MMI Cadet Corporal Hugh B. Mott of “C” Company, second year ROTC.



The “Army Class” at MMI, unidentified, in 1940. Cadet Mott should be in this photograph.



Mott and the 9th Armored Division were deployed to France in August, 1944, landing at Normandy in October. They participated in the liberation of France and saw action in the Battle of the Bulge. The Germans then began retreating across the Rhine River back into Germany with the Allies on their heels.

On March 7, 1945, the 9th Armored Division arrived at the town of Remagen, Germany - where the Ludendorff Bridge spanned the Rhine – and found the Germans still retreating across the bridge and preparing to blow it up. First Lieutenant Mott and two of his best men were ordered to diffuse the numerous explosives rigged to the bridge before the Germans could blow it.
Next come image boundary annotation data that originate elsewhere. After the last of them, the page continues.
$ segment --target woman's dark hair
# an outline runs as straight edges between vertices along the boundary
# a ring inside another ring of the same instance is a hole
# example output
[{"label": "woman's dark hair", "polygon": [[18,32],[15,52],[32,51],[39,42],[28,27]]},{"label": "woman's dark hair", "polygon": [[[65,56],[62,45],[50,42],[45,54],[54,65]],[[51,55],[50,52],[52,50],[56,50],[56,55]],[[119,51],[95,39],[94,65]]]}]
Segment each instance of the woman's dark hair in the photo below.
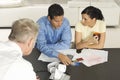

Under intense direct fire from snipers and machine guns, Mott and his men raced the length of the bridge, cutting wires and tossing detonators into the river, effectively neutralizing German attempts to destroy the bridge. When U. S. infantry arrived to secure the bridge, Mott and his men repaired a gaping hole in the bridge planking, thus allowing tanks to cross the bridge into Germany.

The Ludendorff Bridge at Remagen, Germany, Rhineland-Palatinate.



American troops at the bridge following the fighting.



The East Towers of the Ludendorff Bridge today.



The West Towers of the Ludendorff Bridge today.



The Allied commanders estimated that saving the bridge shortened the war by about six months and probably prevented between 5,000 to 10,000 Allied casualties. Hugh Mott and his men were each awarded the Distinguished Service Cross (DSC), Mott being cited for his “unhesitating action and cool courage” in the face of direct enemy fire.

After Remagen, the 9th Armored Division moved on to Limberg, Frankfurt, and Leipzig, and then pushed into Czechoslovakia before V-E Day. Mott remained with the occupation forces until June, 1946, when he was separated from active service and entered the Reserves with the rank of captain.

Returning to Tennessee as a highly decorated and respected war hero, Hugh Mott won election to the Tennessee House of Representatives, serving from 1948 to 1951. Joining the Tennessee National Guard, he quickly rose through the ranks to major general and was named Adjutant General for the State of Tennessee in 1968, serving until 1971. He led the Guard in suppressing civil unrest in Nashville following the assassination of Dr. Martin Luther King in Memphis in 1968. Mott retired from service with the Tennessee National Guard in 1975.

Mott as commander of the 30th Armored Division in Tennessee in 1968.



MG Hugh B. Mott ’40 died in June, 2005, at the age of 84, following 33 years of service to his country and state. “Mott Hall” at the U.S. Army Engineer School at Fort Leonard Wood, Missouri, is named in his honor, as is the massive new headquarters of the Tennessee National Guard in Nashville.

Three views of the headquarters of the Tennessee National Guard in Nashville, still under construction.





Note: The Hollywood movie, The Bridge at Remagen, was released in 1969. It depicts a fictionalized version of actual events.